However, the plaintiff still owns her house and wants to move back home. The cost of attendant care services at home exceeds the maximum amount payable in attendant care benefits. The plaintiff, therefore, desires a trial as soon as possible in order to recover the funds to allow her to return home with the care she requires.

Positions of the Parties

The plaintiff brought a motion to strike the jury notice. A trial record was filed in April 2019 and private mediation and pre-trial have already taken place. The plaintiff sought to have the action placed on the judge-only Central East Region’s Civil Trial Sittings commencing May 17, 2021.

The defendant took the position that the right to trial by jury should not be dispensed with wholesale and that the “wait and see approach” should be taken.


In reaching her decision, Casullo J. referenced two recent jury-strike cases: Solanski v Reilly, 2020 ONSC 8031, where the elderly plaintiff was in ill-health, and Coban v Declare, 2020 ONSC 7537, where the plaintiff had immediate attendant care needs. In both decisions, the circumstances justified discharging the jury.

In having regard to the particular circumstances of the case, Casullo J. held that justice will be better served by discharging the jury – however, the discharge need not be permanent.
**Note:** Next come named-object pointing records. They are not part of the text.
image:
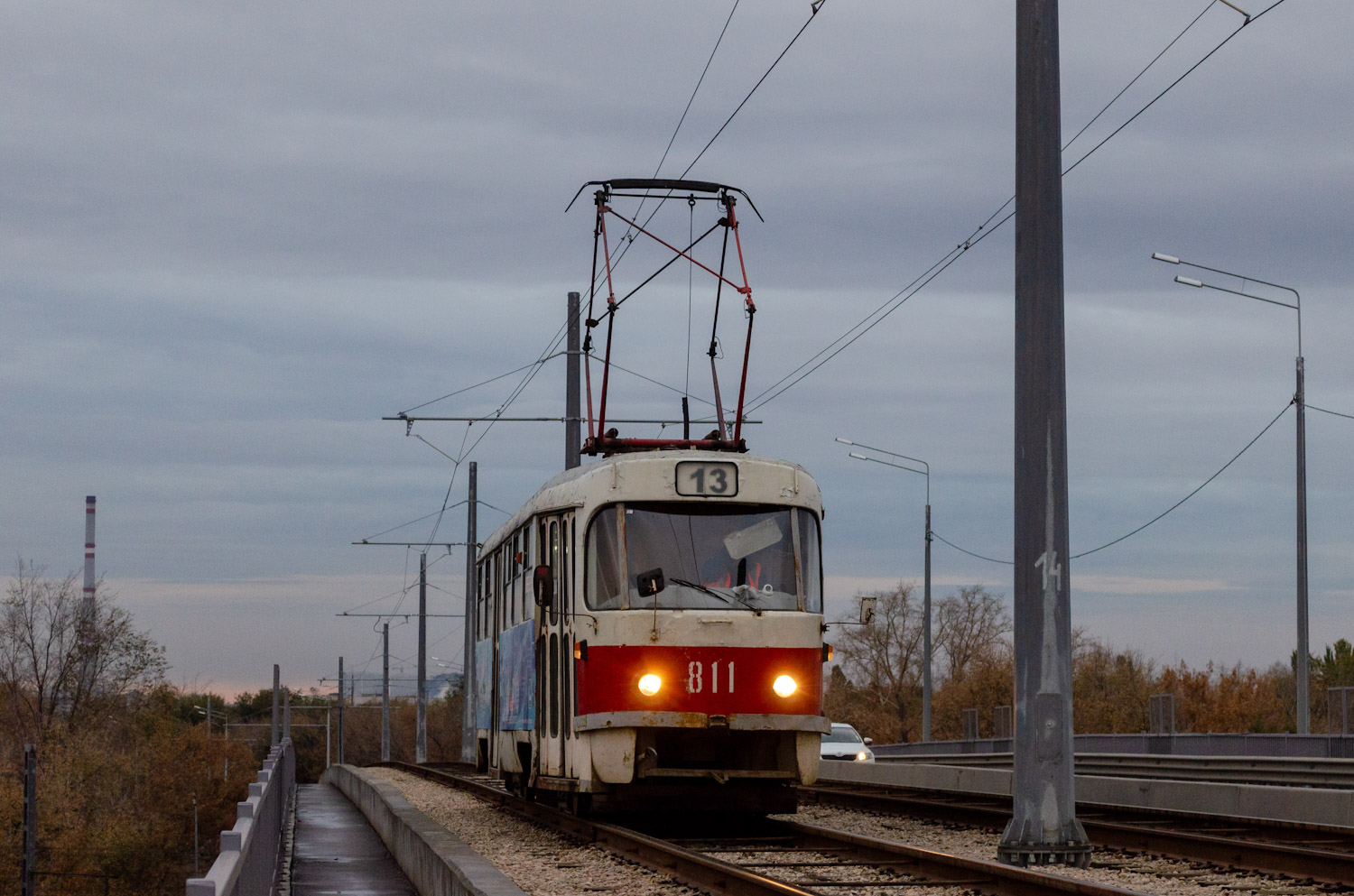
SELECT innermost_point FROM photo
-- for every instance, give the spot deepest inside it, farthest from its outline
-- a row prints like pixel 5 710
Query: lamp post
pixel 926 654
pixel 1304 720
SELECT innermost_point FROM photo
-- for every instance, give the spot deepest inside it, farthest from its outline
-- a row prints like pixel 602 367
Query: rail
pixel 1315 746
pixel 251 852
pixel 1272 771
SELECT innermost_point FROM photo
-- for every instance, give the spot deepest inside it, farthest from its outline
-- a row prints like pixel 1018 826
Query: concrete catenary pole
pixel 88 609
pixel 468 663
pixel 1304 660
pixel 29 864
pixel 1044 827
pixel 276 703
pixel 88 587
pixel 338 747
pixel 573 409
pixel 385 692
pixel 926 646
pixel 422 725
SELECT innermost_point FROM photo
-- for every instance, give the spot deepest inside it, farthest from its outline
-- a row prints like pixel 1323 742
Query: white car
pixel 845 744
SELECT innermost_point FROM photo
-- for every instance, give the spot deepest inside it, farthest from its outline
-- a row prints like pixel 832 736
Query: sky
pixel 235 237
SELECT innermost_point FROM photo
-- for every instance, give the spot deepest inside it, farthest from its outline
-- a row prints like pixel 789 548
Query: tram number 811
pixel 696 677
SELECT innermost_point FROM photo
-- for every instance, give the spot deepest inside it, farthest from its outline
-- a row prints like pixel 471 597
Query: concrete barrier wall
pixel 1305 806
pixel 251 852
pixel 433 860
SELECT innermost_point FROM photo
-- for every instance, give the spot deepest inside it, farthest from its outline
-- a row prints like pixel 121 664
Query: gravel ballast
pixel 550 864
pixel 533 857
pixel 1116 868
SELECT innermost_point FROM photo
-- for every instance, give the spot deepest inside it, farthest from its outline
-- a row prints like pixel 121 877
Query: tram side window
pixel 557 568
pixel 527 570
pixel 566 570
pixel 498 587
pixel 603 557
pixel 811 570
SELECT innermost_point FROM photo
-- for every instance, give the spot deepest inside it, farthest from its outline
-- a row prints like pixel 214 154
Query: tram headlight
pixel 650 684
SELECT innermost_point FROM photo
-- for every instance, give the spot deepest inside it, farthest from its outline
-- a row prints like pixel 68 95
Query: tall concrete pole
pixel 926 657
pixel 1044 827
pixel 88 587
pixel 276 703
pixel 573 408
pixel 422 725
pixel 385 692
pixel 1303 671
pixel 338 749
pixel 29 864
pixel 468 663
pixel 88 609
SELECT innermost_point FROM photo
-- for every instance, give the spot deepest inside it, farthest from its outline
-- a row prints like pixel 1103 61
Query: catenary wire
pixel 906 292
pixel 1159 516
pixel 1329 411
pixel 680 121
pixel 623 244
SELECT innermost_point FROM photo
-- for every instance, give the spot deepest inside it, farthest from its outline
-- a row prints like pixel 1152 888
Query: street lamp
pixel 926 655
pixel 1304 722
Casullo J. stated:

[38] If, when the matter is called, there are no civil jury trials running, the matter will be heard by a judge alone.  If, however, civil jury trials are being conducted when the case is called to trial, the matter proceeds before a jury.  This is a flexible, region-specific approach to maintaining each party’s substantive right to a jury trial, where possible.

In conditionally striking the jury notices, Casullo J. noted that justice delayed may be justice denied and that immediacy is warranted given the particular facts of the case.